Жаим последовал его примеру. Капсула находилась на середине пути к северной оси вращения и к въезду в Колпак, где разместили экипаж «Телварны». Внизу, под похожими на крючки облаками, лежала в дымке мозаика зелени и воды. На обоих концах она загибалась, переходя в зеленовато-серое небо, и пропадала в блеске яркого, как солнце, рассеивателя под самой осью вращения высоко вверху. В стороне, противоположной вращению, сверкала нить ручья, унизанная жемчужинами прудов.
Не жалеет ли Монтроз, что выдал Жаиму свое намерение относительно Шривашти? Впрочем, Жаим плевать хотел на всех Архонов до единого.
— Аркад сказал, что у него в доме мы все равны — ты этому не веришь?
— Это вопрос не веры, а удобства. — Монтроз потер подбородок. — Мне нравится этот парень. Но подумай вот о чем: на «Телварне» он из кожи лез, чтобы уговорить нас отправиться спасать его отца, что было бы чистым самоубийством. И мог бы в этой затее преуспеть. Но с тех пор как мы здесь, он поменял свою игру, а с ней и правила. Он больше не наш пленник — как раз наоборот.
— Пленник?
— Что, тебе не подходит это слово? Ладно. Не будем уж говорить о бедняге Локри, которого обвиняют в убийстве, — но и мы, остальные, не можем покинуть эту станцию. Даже сейчас мы действуем украдкой — и кто знает, не следят ли все-таки за нами? А мы еще самые удачливые из всего экипажа. Думаешь, другим Брендон дал свободу — хотя бы такую же, как нам?
— Он удивился, когда увидел Вийю вместе с эйя на приеме, — признал Жаим, вспомнив резкий поворот головы Брендона, следящего за тремя примечательными фигурами, идущими напрямик сквозь суету бала. — Он не ожидал ее там встретить.
— А она, головой ручаюсь, не хотела туда идти, — засмеялся Монтроз. — Просто то был единственный способ перемолвиться с нами словом. Хотел бы я знать, что ей надо. Так и кажется, будто вернулись наши старые деньки.
Жаим снова увидел перед собой Вийю, такую чуждую пестрым, кружащимся вокруг Дулу. Ее всегда было не просто разгадать, но Монтроз прав: ей не хотелось там быть.
В этот момент в голове у Жаима вспыхнул цветовой сигнал. Станция Арес предоставляла тем, кому разрешалось пользоваться босуэллами, широкий диапазон: Брендон мог вызвать Жаима откуда угодно.
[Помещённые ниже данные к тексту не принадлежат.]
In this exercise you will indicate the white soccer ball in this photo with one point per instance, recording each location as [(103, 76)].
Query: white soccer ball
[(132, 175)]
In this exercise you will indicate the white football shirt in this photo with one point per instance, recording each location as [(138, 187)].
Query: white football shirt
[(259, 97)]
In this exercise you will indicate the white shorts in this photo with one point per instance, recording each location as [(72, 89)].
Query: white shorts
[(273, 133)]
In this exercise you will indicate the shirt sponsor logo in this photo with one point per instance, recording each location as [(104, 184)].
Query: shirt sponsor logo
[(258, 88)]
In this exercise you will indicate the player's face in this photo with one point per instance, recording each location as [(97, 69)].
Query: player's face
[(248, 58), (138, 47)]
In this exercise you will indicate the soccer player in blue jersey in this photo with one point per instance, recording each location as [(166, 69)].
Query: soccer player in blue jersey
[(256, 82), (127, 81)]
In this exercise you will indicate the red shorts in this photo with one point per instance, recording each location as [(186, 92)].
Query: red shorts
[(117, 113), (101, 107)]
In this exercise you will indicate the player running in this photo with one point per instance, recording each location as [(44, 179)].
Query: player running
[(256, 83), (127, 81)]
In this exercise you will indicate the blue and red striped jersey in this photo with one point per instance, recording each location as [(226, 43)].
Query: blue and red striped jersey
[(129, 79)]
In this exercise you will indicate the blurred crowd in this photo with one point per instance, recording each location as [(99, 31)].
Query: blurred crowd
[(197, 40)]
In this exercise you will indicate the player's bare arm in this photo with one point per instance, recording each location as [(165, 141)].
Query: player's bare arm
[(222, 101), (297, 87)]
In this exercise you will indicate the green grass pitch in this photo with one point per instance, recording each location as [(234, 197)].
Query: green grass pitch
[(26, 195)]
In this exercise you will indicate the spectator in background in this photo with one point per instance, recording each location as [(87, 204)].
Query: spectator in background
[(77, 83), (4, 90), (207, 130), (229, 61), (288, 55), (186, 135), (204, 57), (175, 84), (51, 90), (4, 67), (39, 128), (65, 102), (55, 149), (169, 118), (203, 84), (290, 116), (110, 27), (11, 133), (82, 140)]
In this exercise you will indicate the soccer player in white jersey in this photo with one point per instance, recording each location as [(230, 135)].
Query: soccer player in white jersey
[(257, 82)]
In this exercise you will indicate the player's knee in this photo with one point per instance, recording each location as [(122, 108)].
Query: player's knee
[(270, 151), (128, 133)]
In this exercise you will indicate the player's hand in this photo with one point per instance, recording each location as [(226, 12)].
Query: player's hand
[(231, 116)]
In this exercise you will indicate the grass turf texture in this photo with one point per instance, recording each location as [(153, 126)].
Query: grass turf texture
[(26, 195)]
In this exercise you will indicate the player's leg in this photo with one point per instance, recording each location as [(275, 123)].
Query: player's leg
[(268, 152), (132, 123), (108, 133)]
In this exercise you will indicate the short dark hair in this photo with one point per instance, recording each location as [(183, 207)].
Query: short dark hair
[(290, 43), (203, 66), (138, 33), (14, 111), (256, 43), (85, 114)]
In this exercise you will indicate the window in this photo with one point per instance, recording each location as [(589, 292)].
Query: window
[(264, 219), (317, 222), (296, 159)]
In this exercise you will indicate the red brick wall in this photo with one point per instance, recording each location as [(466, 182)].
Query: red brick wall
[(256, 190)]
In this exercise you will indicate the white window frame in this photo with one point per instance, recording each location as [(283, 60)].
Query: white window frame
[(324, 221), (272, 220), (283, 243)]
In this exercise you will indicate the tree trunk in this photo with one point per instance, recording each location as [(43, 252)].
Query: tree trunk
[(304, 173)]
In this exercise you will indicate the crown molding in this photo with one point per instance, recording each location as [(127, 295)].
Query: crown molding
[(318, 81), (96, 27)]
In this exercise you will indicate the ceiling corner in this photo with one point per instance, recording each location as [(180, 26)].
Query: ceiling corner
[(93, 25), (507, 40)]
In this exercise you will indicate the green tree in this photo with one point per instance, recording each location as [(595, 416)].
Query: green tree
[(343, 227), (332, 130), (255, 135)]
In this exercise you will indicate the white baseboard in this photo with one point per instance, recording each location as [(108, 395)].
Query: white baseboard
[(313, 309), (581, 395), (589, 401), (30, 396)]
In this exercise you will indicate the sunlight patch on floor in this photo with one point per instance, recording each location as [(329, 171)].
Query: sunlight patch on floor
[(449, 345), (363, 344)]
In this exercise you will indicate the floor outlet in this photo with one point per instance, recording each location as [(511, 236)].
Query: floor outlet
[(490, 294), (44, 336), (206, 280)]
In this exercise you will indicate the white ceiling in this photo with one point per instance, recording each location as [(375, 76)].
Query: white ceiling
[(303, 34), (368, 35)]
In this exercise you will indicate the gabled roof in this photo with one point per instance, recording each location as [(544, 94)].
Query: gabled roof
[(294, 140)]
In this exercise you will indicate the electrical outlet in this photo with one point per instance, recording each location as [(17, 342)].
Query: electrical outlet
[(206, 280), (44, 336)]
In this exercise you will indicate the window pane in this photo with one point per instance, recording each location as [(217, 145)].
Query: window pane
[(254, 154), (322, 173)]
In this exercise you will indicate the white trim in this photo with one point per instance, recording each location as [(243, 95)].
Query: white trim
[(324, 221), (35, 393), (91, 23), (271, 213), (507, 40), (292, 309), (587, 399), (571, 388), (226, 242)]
Рифтер включил прием.
(Я, можно сказать, исполнил свой долг. Хочешь поспать или пойдешь со мной?)
Капсула остановилась, и Жаим потер глаза.
(Еще один визит?)
(На этот раз неофициальный. Официальная миссия исполнена, и я отпускаю Ванна. Встретимся через полчаса?)
Жаим подтвердил согласие и вышел вслед за Монтрозом наружу. Они остановились, чтобы посмотреть на онейл сверху, с северной оси. Воздух здесь был холодным, разреженным и свежим. Постояв чуть-чуть, они вошли в Колпак.
Жаим с любопытством смотрел по сторонам. Здесь, по контрасту с онейлом, преобладали металл и дипласт, но это смягчалось изяществом линий, характерным для панархистской архитектуры. Жаим не без горечи заметил в окружающем сходство с интерьером «Телварны» — так оборудовал ее Маркхем, став капитаном.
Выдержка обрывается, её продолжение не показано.